Ad Execs Present New Tools for Cross-Platform Tracking
Robert Barocci, pres and CEO of the Advertising Research Foundation, put it bluntly: “What we don’t know about media use seems to outweigh what we do know. And that’s tragic.” At ANA, CIMM, 4A’s and ARF’s Cross-Platform Video Measurement Summit in NYC Wed, cable ad execs, buyers and agency folk concurred that to better understand the value of ads to consumers across platforms, a common language or measurement, i.e. “currency,” needs to be created, made scalable and embraced by all parties involved—buyers, sellers, media.
One new tool presented at the conference was TAXI (Trackable Asset Cross-Platform Identification), essentially a UPC code for media that tracks both content and advertising across platforms. Its goal is to identify entertainment and advertising assets across distribution platforms and establish standards for multi-channel asset tracking.

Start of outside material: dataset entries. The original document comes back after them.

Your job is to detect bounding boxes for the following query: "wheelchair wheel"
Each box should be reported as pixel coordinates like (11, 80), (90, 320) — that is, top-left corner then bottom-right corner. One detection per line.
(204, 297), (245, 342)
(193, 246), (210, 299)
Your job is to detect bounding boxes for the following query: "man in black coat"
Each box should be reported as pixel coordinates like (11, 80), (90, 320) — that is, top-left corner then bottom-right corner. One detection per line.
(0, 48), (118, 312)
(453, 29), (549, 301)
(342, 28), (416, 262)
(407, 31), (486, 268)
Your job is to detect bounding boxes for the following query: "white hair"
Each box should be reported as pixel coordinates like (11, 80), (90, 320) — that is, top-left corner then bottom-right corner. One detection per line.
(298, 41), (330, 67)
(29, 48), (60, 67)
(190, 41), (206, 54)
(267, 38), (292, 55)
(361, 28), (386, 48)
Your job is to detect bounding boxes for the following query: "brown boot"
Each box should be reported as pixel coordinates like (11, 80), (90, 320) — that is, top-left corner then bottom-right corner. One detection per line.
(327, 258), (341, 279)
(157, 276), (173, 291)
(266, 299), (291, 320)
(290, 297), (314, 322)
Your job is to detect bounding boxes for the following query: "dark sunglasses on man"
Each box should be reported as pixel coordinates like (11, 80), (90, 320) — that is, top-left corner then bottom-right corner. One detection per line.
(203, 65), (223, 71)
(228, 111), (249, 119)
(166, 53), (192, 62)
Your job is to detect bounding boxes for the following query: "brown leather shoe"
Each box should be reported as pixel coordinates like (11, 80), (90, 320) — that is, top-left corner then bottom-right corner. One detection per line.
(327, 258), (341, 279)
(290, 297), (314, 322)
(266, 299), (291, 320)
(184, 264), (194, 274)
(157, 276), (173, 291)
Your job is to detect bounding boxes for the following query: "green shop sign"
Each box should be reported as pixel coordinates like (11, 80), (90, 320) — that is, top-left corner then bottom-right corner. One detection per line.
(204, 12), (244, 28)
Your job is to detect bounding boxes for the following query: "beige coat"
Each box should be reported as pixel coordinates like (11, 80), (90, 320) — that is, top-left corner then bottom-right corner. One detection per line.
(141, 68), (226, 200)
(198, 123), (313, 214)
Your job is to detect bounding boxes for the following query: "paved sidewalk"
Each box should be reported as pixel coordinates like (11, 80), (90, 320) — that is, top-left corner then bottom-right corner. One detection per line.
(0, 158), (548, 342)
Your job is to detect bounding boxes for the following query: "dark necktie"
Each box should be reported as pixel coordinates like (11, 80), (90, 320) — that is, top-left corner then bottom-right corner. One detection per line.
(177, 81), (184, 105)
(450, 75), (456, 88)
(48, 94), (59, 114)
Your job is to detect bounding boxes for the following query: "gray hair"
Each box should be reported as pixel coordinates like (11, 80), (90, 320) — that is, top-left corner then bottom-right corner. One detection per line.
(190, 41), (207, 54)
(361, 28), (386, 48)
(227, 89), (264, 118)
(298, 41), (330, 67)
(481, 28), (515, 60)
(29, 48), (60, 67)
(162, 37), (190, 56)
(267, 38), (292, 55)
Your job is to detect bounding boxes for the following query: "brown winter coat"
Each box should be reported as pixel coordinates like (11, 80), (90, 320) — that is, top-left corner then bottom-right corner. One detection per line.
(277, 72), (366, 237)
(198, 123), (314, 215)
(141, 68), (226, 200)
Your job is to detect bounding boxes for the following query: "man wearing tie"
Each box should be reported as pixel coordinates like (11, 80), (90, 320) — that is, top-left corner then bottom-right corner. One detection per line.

According to David Kohl, advertising sector leader at Ernst & Young, current tracking methods have not kept up with the amount of content available. And a consequence of poor tracking is significant waste in ad spend, due to a lack of comparability of metrics across channels. Funded by ANA and the 4A’s, the initiative aims to uncover new transactional asset data, make it available faster and then quantify what it means for the industry. Currently in the design and develop proof-of-concept stages, TAXI will see an industry roll out in fall 2012.

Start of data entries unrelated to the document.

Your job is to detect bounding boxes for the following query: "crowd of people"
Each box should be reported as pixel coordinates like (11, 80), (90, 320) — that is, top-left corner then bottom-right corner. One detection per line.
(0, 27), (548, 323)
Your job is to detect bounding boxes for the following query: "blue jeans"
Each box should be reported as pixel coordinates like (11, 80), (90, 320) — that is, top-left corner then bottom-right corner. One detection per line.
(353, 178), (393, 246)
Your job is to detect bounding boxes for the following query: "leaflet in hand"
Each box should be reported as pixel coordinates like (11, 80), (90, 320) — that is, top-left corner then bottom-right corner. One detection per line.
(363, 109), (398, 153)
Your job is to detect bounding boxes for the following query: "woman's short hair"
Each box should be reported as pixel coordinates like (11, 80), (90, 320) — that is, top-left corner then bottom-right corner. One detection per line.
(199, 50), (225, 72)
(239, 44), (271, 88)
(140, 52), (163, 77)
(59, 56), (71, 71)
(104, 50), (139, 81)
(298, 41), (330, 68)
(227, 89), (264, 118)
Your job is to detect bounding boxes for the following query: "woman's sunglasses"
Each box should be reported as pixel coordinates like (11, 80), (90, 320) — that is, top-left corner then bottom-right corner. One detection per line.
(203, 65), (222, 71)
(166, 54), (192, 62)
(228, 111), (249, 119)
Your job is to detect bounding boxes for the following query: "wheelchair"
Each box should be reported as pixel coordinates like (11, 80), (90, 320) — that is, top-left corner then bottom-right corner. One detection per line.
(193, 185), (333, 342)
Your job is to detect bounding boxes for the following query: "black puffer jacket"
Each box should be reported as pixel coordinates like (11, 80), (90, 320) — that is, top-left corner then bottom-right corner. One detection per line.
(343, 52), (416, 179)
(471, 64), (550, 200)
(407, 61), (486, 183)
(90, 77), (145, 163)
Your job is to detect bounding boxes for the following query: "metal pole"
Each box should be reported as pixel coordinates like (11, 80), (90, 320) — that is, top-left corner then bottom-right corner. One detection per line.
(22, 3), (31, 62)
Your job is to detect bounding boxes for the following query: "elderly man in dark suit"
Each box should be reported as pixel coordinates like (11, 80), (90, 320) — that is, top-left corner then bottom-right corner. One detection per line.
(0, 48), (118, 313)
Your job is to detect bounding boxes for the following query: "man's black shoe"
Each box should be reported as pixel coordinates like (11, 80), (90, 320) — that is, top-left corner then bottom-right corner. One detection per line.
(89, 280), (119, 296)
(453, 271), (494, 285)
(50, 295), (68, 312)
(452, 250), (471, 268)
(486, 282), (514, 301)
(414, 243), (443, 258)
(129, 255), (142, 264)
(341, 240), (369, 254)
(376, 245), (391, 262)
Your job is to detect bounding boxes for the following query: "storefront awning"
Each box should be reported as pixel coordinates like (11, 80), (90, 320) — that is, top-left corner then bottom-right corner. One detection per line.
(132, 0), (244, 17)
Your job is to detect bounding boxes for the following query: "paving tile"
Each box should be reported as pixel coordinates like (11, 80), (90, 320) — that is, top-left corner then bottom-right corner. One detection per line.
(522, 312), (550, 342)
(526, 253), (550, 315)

Tools such as TAXI are still considered “baby steps,” said Alan Wurtzel, president, research, NBC Universal, but they’re steps in the right direction. In an appeal for more advertisers to join the 2-year-old Coalition for Innovative Media Measurement, Wurtzel called on the industry to “crack this cross-platform code.” “We have to rethink the idea of video measurement,” he said. “It doesn’t make sense in a media world so fundamentally different from past.”